The root cause came on day 9. The bug was in the vendor’s client library. A vector search with a pre-filter has two reasonable execution strategies, roughly “batch the candidates and filter them” or “filter first, then brute-force the survivors”, and the client picked between them automatically. For our cardinality and selectivity it was picking the batched strategy with a default batch size that degenerated to something close to a full scan per query. Forcing the other policy was the right call. I patched their client so the auto-selection accounted for our shape of workload. The patch went upstream. The runtime override in our app was removed in the next release. The closing update had the diff, the benchmark numbers before and after, and a one-line note on what the patch did not fix, so nobody could oversell it.

What the recovery actually told us

Permalink to “What the recovery actually told us”
Service recovery paradox graph showing customer loyalty dipping during a service failure and rising above the original level after a good recovery
Service recovery paradox, Customer Thermometer

The marketing literature calls this the service recovery paradox: customers can rate you higher after a well-handled failure than if nothing had gone wrong. The effect is real, modest, and conditional. It does not survive a catastrophic outage, a slow response, or being a repeat offender. The meta-analyses are also pretty lukewarm on whether it actually changes repurchase behaviour.
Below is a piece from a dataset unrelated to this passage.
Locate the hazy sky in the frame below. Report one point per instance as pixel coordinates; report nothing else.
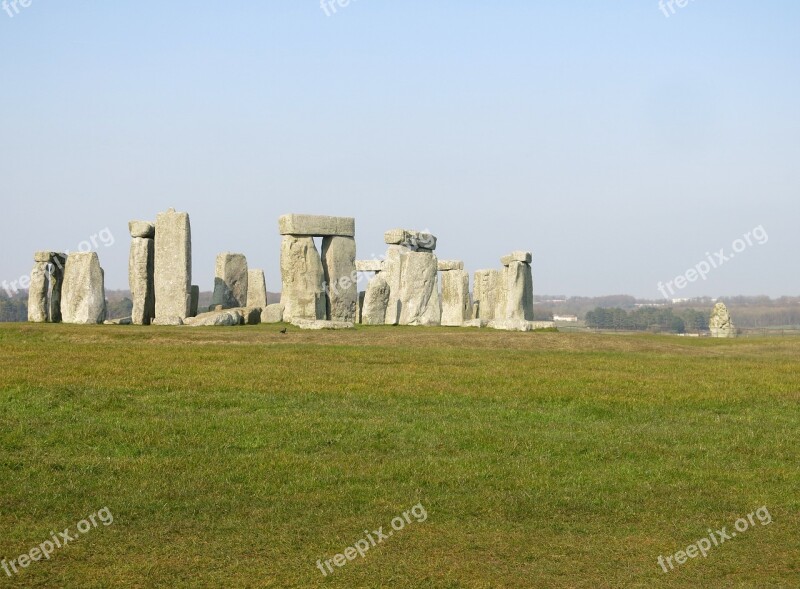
(618, 144)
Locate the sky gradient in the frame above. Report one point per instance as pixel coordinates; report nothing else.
(621, 146)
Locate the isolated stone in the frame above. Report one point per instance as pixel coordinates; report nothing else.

What those meta-analyses miss, I think, because they are measuring NPS, is that recovery is also information, and the information cuts in both directions.

After those nine days I trusted our own incident process more than I had any right to before. I had seen what it produced under pressure rather than just in a runbook. We had used a failure to demonstrate, to ourselves and to a customer, exactly how we behave when nothing on the dashboard is green.

I trusted the vendor less, not more. The fact that the fix turned out to be in their client was almost incidental to that. The signal was nine days of process-about-process replies, an account team built as a moat around the engineers, and an organisation that wanted us to feel attended to instead of being told the truth. The engineers themselves I respected. The company I did not. On later customer projects I steered around them where I could, and where I could not, I architected things so we would never again be the second-biggest deployment of anything they shipped.

That is the version of the paradox I think is worth keeping. Recovery is calibration. It can move trust up or it can move it down. The direction is decided by how the people involved behaved during it, not by who eventually wrote the patch.